“Dune” is, without a doubt, one of the most important works in science fiction. An incredibly complex tale that covers everything from politics to religion, from ecology to war and destruction, from the pitfalls of prescience to the struggle of a man to avoid becoming what fate wants him to be. It is – for lack of a better word – an epic story inspired by the fairy tales of our childhood, with evil kings, dragons guarding treasures, and unlikely heroes on a quest to find their version of the Holy Grail. The story has layers upon layers – plans within plans if you like – of intrigue, clashing interests, conspiracies, set in one of the most complex and fully realized alternative worlds in the history of science fiction. Perhaps this is the reason why it is so hard to adapt to the screen.
The two-screen adaptations of the “Dune” novels so far have both failed to grasp the depth and complexity of the books. The first one, David Lynch’s 1984 version, took way too many liberties in relation to the source material – it ended up being a movie almost incomprehensible without reading a book yet too different from the book to be embraced by its fans. The second, Hallmark’s miniseries did a much better job, staying mostly true to the story – and this is perhaps one of its greatest weaknesses: it over-explains things in an effort to not leave anyone behind.
And now, we are preparing for the third adaptation of the Dune universe, once again in a feature film format. At this point, it’s like a coin toss or a spin at a 7Sultans: the movie (or movies) will either be great or bad.
Should we be afraid?
The man behind the camera has a good track record when it comes to science fiction movies. With “Arrival”, he delivered a thought-provoking first contact story based on Ted Chiang’s “Story of Your Life” that showed the world that a sci-fi film can be successful – and profitable – even if it doesn’t feature interstellar dogfights and aliens with claws, fangs, and similar appendages (the movie grossed over $200 million worldwide against a budget of around $43 million).

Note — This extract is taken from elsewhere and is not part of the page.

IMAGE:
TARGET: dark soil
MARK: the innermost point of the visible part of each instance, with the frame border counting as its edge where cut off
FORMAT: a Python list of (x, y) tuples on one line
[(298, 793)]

Then, he took on the tough job to direct a sequel to Ridley Scott’s cult science fiction classic Blade Runner – the result brought him five Oscar nominations (two wins) and further recognition as a science fiction staple.
These two movies were, in turn, both of the “contemplating” kind – fighting didn’t play an important role in either of them. Which leaves us the question: how will Villeneuve handle the many violent scenes in Dune, from Paul’s killing of Jamis to the fremen overrunning the Emperor’s palace?
What about the cast?
This is perhaps the one thing that shouldn’t worry anyone.

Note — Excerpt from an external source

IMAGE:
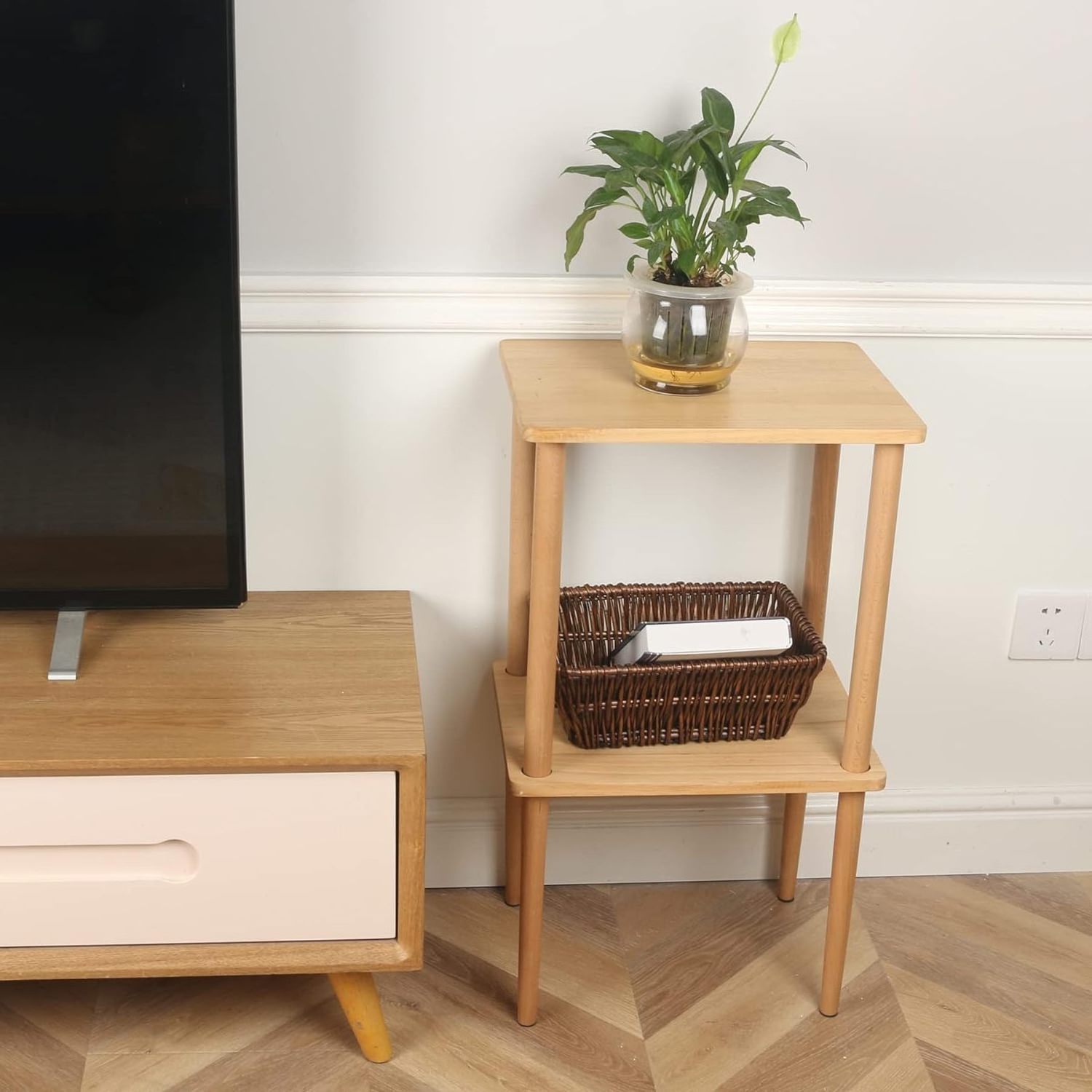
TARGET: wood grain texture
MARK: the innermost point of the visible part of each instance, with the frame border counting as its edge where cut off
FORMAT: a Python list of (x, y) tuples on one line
[(820, 533), (521, 518), (577, 391), (792, 836), (513, 845), (688, 987), (360, 1000), (851, 810), (871, 606), (316, 681), (290, 681), (807, 759), (545, 593)]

While choosing Timothée Chalamet for the role of Paul Atreides may have raised an eyebrow or two at first, let’s not forget that the character was just 15 when the Atreides family left Caladan for Arrakis. Chalamet is 24 but he looks young enough for the role of a 15-year-old.
Javier Bardem will likely make a great Stilgar, and Josh Brolin has proven that he has what it takes to play the Atreides’ weapons master Gurney Halleck. Strengthening the cast, we have two sci-fi regulars: Dave Bautista playing the Beast Rabban, and Jason Momoa taking on the role of Duncan Idaho, swordmaster of House Atreides who gives his life for the family.

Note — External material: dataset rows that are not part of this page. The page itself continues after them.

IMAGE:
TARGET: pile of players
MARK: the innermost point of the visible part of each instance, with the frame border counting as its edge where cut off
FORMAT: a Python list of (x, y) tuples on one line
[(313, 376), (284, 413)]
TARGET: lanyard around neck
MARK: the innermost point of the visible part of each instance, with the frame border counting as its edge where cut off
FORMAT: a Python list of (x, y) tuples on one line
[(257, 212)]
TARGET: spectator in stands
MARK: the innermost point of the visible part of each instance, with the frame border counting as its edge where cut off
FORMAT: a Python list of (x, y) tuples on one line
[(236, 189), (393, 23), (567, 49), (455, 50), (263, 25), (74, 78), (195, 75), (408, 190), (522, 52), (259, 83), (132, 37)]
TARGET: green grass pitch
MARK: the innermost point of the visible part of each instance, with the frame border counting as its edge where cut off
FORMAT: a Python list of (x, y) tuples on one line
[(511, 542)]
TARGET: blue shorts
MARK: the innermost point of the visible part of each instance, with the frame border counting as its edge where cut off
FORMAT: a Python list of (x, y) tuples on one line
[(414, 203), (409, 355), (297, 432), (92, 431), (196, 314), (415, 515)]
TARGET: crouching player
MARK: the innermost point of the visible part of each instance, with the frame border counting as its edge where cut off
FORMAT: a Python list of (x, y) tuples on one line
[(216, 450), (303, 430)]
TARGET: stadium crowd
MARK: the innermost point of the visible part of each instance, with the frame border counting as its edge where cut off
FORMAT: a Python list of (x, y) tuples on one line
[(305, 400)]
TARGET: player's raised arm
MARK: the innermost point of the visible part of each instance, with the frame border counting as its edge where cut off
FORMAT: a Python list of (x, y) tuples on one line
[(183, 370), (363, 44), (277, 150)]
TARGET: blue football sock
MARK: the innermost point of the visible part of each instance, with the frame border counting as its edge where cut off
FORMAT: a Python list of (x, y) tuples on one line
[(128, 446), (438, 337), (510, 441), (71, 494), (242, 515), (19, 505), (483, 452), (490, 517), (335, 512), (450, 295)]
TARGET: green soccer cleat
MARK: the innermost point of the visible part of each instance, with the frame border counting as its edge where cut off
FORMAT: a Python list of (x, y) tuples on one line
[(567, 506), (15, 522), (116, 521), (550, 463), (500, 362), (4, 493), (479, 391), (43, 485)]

Finally, those who worry about cramming such an epic story into a single feature film (a task David Lynch successfully failed in 1984), the good news is that there will not be a single film. The movie set to be released this year will cover about half of the first book in the Dune series, leaving enough time for the complex story to unfold.
This may also be a piece of bad news, though. The movies weren’t shot back-to-back – meaning that if the first one is not financially successful, we might never see the second part. And this is always a possibility when we talk about ‘serious’ science fiction films. Blade Runner 2049, despite receiving almost universal praise, was not financially successful with its $259 million box office revenues against its $150 million budget and despite there being a lot of talk about a potential sequel, nothing has been officially confirmed to this day.
You can’t expect a film director to adapt a novel to the screen without adding their own message and vision to the whole. This won’t be any different in the case of Dune: Villeneuve has already spoken to the world about what message he wants to convey using the film.
On one hand, the director described the film as “a coming-of-age story, but also a call for action for the youth”, reflecting on the overexploitation of the Earth. On the other, he altered the arcs of several female characters from the novel, shifting the Bene Gesserit, for example, from “space nuns” to “warrior priestesses”. Plus, he cast Sharon Duncan-Brewster for the role of Dr. Liet-Kynes. Not to mention his plans to turn Stellan Skarsgård’s Baron Vladimir Harkonnen – a role so magnificently played by Ian McNeice in the miniseries – into an even more complex antagonist.
Overall, it’s hard to say if we should be excited or worried about the latest adaptation of Frank Herbert’s epic novel Dune. There is certainly much encouraging news around it but there are other factors, too, that could turn it from a dream to a nightmare. I guess, the best thing we can do is hope for the best and go see it when it arrives at the theaters later this year.